Für kurze Zeit überlegten wir umzukehren, entschieden uns aber schlussendlich für einen Alternativaufstieg etwas rechts des Menschenandrangs. In einfacher Kletterei (II-III) überwanden wir die letzten Höhenmeter und genossen die Aussicht auf das nahe Mont Blanc-Massiv. Da der Gipfel der Aiguille du Tour ziemlich genau von der Deutsch-Französischen Landesgrenze durchquert wird, nutzte ich die Möglichkeit einmal ohne Passkontrollen ins Ausland zu "reisen" (Eine 3-Schritte Reise...). Auf dem Gipfel wehte ein kühler Wind, so dass wir uns schnell an den Abstieg machten. Wir stiegen über die Aufstiegsroute in etwa 5h nach Grands Plans hinab. Der Sessellift leistete auch im Abstieg wieder ganze Arbeit und erlaubte es mir, meine müden Treterchen zu entlasten und mühellos nach Champex zu schweben. 

IDEALE EINSTEIGERTOUR
Alles in allem eine ideale Einsteiger-Hochtour, besser unter der Woche hindurch begehen, dann kann man die Gipfelkletterei an der Aiguille du Tour richtig geniessen. Die Aiguille de la Cabane ist eher als freiwilliger Abstecher für Kletterliebhaber gedacht, die neben dem Hochtourenfeeling auch noch etwas pure Kletterei benötigen (auch div. Routen im V.-VI. Grad vorhanden). Lediglich der Gletscher verlangt wegen seinen Spalten besondere Aufmerksamkeit.   
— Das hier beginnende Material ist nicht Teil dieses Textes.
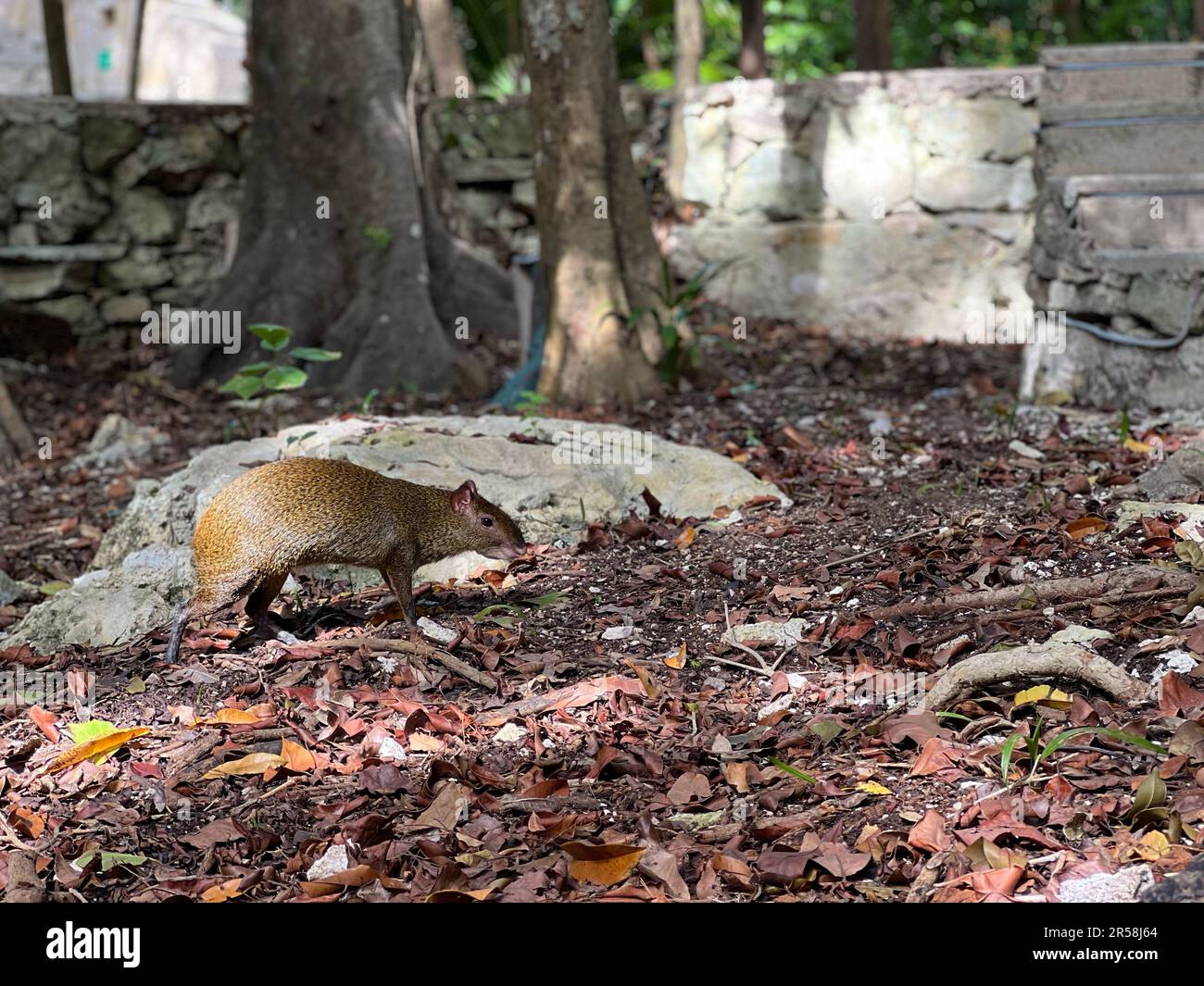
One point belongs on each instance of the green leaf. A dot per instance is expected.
(546, 600)
(1119, 736)
(314, 356)
(1006, 755)
(271, 337)
(94, 729)
(793, 770)
(284, 378)
(245, 387)
(108, 860)
(378, 236)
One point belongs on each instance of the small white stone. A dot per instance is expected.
(332, 861)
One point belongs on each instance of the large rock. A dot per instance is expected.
(105, 140)
(908, 275)
(778, 181)
(144, 565)
(1185, 888)
(866, 156)
(943, 184)
(998, 131)
(145, 215)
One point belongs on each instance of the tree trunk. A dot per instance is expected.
(689, 40)
(872, 41)
(333, 135)
(448, 67)
(753, 63)
(56, 47)
(140, 16)
(596, 243)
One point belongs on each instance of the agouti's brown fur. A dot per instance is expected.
(299, 512)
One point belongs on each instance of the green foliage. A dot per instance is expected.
(272, 376)
(530, 404)
(378, 236)
(672, 317)
(1038, 752)
(809, 39)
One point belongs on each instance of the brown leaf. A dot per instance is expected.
(608, 864)
(930, 833)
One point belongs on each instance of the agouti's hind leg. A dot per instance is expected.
(257, 609)
(400, 580)
(205, 602)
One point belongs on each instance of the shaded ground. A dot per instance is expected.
(621, 717)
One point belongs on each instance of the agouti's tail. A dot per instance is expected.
(183, 614)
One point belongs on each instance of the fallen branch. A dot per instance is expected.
(1108, 586)
(408, 646)
(1067, 661)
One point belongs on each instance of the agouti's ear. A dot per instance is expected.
(462, 496)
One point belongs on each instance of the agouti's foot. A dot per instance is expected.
(266, 629)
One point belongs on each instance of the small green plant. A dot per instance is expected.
(672, 318)
(275, 375)
(378, 236)
(536, 604)
(529, 404)
(1038, 753)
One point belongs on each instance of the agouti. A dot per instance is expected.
(299, 512)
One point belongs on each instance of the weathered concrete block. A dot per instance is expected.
(987, 129)
(866, 157)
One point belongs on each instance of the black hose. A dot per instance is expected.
(1120, 339)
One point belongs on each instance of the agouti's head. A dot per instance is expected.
(486, 529)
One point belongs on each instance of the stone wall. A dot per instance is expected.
(894, 204)
(107, 208)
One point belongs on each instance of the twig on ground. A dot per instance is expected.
(408, 646)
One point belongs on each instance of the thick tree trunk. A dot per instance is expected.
(56, 47)
(448, 68)
(140, 16)
(872, 41)
(689, 37)
(753, 63)
(596, 243)
(336, 237)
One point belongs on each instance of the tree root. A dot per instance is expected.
(1035, 661)
(1107, 586)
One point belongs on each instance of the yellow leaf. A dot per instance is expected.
(607, 865)
(252, 764)
(1085, 526)
(677, 661)
(296, 757)
(229, 718)
(219, 892)
(458, 896)
(1054, 698)
(93, 748)
(1154, 846)
(425, 743)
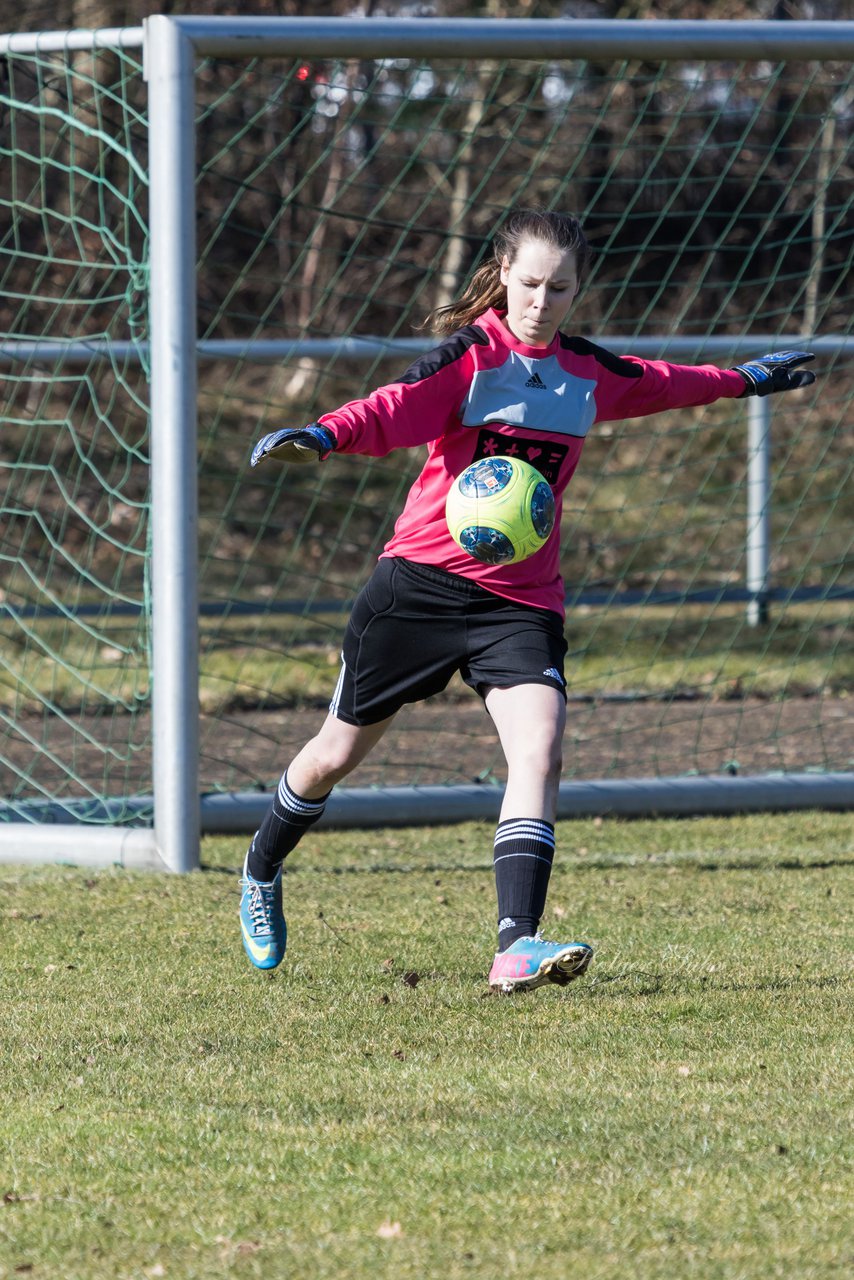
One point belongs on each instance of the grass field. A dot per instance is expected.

Fazit: Gelungener Hochtoureneinstieg, besonders die Aguille de la Cabane bietet interessante Kletterrouten. Die Aiguille du Tour ist eindeutig überlaufen

Lessons learned:

  • Kletterhalle und Naturfels sind zwei verschiedene Paar Schuhe
  • Bergsteigen macht Spass
  • Franzosen sind zwar sympathisch, aber zuviele schlagen aufs Gemüt

Wiederholungsfaktor
: 2 (Aiguille du Tour), 3 (Aiguille de la Cabane)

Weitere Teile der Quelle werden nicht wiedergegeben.